Mapping Deathscapes, an edited collection, offers a critical and creative analysis of the innovations of Deathscapes: Mapping Race and Violence in Settler Societies, a transnational digital humanities project that maps the sites of custodial deaths in locations such as police cells, prisons, and immigration detention centres and in borderlands (Perera and Pugliese, 2015). In so doing, the book unearths contemporary and historical practices that continue to characterise carceral institutions across the settler states in North America, Europe, and the Asia Pacific region. The book’s interdisciplinarity is one of its strengths as it draws on a diverse range of post-, de-, and anti-colonial concepts and experiences to construct the Deathscapes project. It draws on artwork and creative forms to offer graphic examples of carceral deaths at the border, as well as in prison cells, and detention camps, that are articulated through a number of case studies explored by each contributor.

The book begins with an account of the welcoming ceremony performed by First Nations elder, Uncle Ray Jackson, and his conferral of Aboriginal passport to those considered undesirable by Australia, notably refugees who arrived on Australian shores seeking international protection. The issuance of this passport as an Aboriginal technology, although not legally recognised by the state, serves to legitimate non-Indigenous peoples’ presence in Australia by those with genuine sovereignty to do so, the Aboriginal people of Australia (Perera and Pugliese, 2015). The welcoming ceremony is in sharp contrast with the moment that settler colonisers raised the Union Jack flag at Port Jackson, Sydney on 26 January 1788. Acknowledging that Indigenous sovereignty was never ceded, the settlers’ terra nullius claim positions the First Nations people as non-existing or already assimilated at the time. The exposition of the conferral of Aboriginal passport is one of the strengths of this book as Uncle Ray demonstrated an internationalist resistance to racialised colonial subjugation put in place by imperial design. By foregrounding the work of Uncle Ray, the book provides a decolonial critique of white sovereignty as an impediment to ending Indigenous carceral deaths.

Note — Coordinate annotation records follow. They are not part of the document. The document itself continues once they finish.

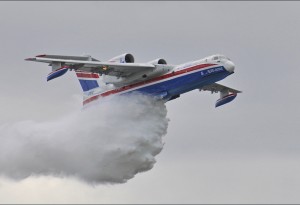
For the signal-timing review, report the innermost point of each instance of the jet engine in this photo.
(124, 58)
(160, 61)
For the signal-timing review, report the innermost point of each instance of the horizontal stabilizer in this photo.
(57, 73)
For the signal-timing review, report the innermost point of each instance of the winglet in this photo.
(226, 99)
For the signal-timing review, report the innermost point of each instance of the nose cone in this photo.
(229, 66)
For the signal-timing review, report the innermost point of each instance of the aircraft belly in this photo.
(183, 84)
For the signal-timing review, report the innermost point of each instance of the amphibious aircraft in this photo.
(121, 75)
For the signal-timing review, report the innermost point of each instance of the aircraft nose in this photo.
(229, 66)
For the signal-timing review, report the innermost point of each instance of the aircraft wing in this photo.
(226, 94)
(92, 65)
(215, 88)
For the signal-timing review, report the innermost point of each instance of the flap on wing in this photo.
(226, 94)
(92, 65)
(215, 87)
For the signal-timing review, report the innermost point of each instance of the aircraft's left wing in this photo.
(92, 65)
(226, 94)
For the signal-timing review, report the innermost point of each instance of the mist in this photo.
(108, 142)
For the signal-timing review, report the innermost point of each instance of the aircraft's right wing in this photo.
(226, 94)
(92, 65)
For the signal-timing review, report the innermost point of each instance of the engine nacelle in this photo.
(160, 61)
(124, 58)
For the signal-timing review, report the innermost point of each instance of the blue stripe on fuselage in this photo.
(185, 83)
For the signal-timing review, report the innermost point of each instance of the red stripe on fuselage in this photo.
(159, 78)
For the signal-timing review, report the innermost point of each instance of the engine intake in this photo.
(160, 61)
(124, 58)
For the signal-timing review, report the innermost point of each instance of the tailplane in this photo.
(87, 80)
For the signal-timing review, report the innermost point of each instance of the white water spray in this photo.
(109, 142)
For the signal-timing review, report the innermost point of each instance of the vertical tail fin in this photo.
(87, 80)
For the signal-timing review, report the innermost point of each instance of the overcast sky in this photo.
(247, 151)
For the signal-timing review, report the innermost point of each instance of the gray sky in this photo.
(245, 152)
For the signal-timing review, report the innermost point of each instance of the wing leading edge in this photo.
(90, 64)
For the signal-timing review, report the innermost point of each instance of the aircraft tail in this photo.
(87, 80)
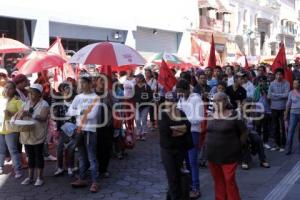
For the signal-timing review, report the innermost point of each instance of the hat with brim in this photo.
(37, 87)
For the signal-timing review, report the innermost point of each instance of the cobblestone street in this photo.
(140, 176)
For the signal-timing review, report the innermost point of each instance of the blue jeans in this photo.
(193, 162)
(87, 155)
(11, 141)
(141, 120)
(294, 119)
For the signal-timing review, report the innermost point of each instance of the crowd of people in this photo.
(218, 117)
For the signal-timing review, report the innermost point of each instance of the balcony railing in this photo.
(214, 24)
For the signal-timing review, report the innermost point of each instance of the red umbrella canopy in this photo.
(8, 45)
(108, 53)
(38, 61)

Globally, racial oppression is still embedded within contemporary carceral institutions. It is within this carceral space that racialised identity is invoked through the biopolitics of difference. In order to decolonise this space, Franz Fanon’s concept of epidermalisation of black racism becomes relevant and is worth exploring. In phenomenological terms, black racism is situated within settler colonial culture which has to be decolonised. Given that carceral detention has always been the foundation of settler states, and remains so, the strength of the book is its abolitionist agenda which not only aims at ending carceral infrastructures, but also at decolonising the endemic racialised logic embedded within it.

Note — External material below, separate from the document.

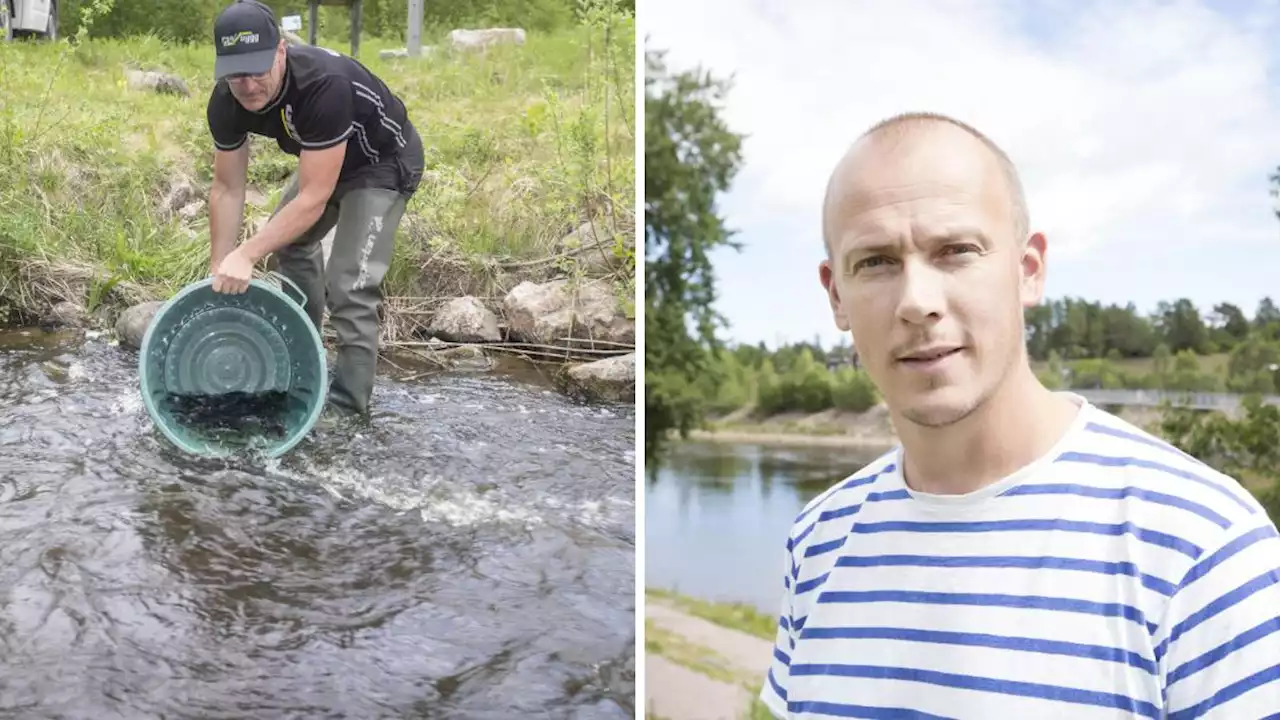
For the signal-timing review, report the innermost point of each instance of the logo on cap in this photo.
(245, 37)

In addressing many manifestations of these carceral infrastructures, the book critically addresses the necropolitics of refugees’ death at the borders. In his critical appraisal of borders, Michel de Certeau theorises that the border ‘colonises space’ as it continues to function as a silent theatre (de Certeau 1988: 127). Predicated on this colonial trap, the European Union introduced its externalisation policy in early 2000 to prevent asylum seekers from reaching its shores. For context, border externalisation is the measure taken by states in locations beyond their territorial borders to obstruct, deter or otherwise avert the arrival of refugees, asylum seekers, and other migrants who do not have prior authorisation to enter their intended country of destination’ (Crisp, 2019). Here, border externalisation or offshore bordering is associated with neo-imperial politics of difference. In anthropological terms, borders construct differences, cultures, and people. The administration of justice in this space fluctuates between law and no law. Technically, externalisation provides a space where settler law is extended to those it excludes because the law legislates both their inclusion, and their removal. This elasticity is carefully designed to restrict, contain, detect, deny, or capture refugees with impunity. This border chronicle is also one of the strengths of the Deathscapes project (Perera and Pugliese, 2022).

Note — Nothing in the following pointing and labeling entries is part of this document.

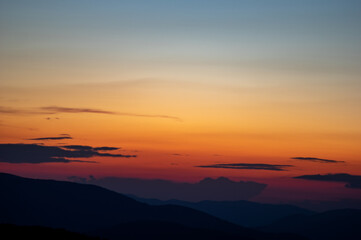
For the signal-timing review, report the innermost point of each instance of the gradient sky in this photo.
(185, 83)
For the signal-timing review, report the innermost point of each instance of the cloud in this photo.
(253, 166)
(352, 181)
(61, 137)
(317, 160)
(180, 155)
(106, 148)
(97, 151)
(34, 153)
(56, 109)
(9, 110)
(219, 189)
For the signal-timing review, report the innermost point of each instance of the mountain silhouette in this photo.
(220, 189)
(245, 213)
(337, 224)
(11, 231)
(85, 208)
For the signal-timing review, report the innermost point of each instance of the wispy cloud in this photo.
(352, 181)
(35, 153)
(61, 137)
(57, 109)
(253, 166)
(313, 159)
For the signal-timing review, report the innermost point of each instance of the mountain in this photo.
(244, 213)
(219, 189)
(337, 224)
(39, 233)
(84, 208)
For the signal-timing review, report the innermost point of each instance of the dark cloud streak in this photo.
(35, 153)
(252, 166)
(352, 181)
(312, 159)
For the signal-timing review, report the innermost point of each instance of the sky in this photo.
(250, 90)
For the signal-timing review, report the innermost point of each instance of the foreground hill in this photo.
(88, 208)
(337, 224)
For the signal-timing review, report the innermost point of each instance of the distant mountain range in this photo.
(220, 189)
(100, 212)
(245, 213)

The Deathscapes project is ambitious and commendably broad. Its legacy might be to generate similar interventions through contributions from Africanist decolonial scholars such as Frantz Fanon and Pierre Mbembe. This would extend to colonially bordered Africa which hosts the largest number of people in the camp or ‘carceral humanitarianism’. Funded by the West, these camps position Africa as a ‘major’ site for the reproduction of race and identity politics. For context, the camp was first introduced on the continent of Africa during carceral settler expansion in the 18th century as a laboratory for testing punitive confinement to restrict the Natives from mobility. As a conduit of state violence, carceral camps continue to represent racialised geographies of the postcolonial world. It is not a coincident that Western modernity remains portrayed through carceral humanitarianism. While refugees, whose status are encoded in both the domestic and international laws that constitutes Western modernity, some of their core features such as borders, detention centres, and the camp were pioneered in the colonies (Opi, 2021). This topological elasticity has made the camp, a biopolitical institution, a permanent crisis on this planet.

Mapping Deathscapes makes a significant contribution to decolonial studies as it exposes the death of Indigenous people and refugees in carceral institutions such as detention camps, at the borders, and in prison cells. As a scholarly work, a key contribution is that it has epistemologically bridged the gap between academia and activism.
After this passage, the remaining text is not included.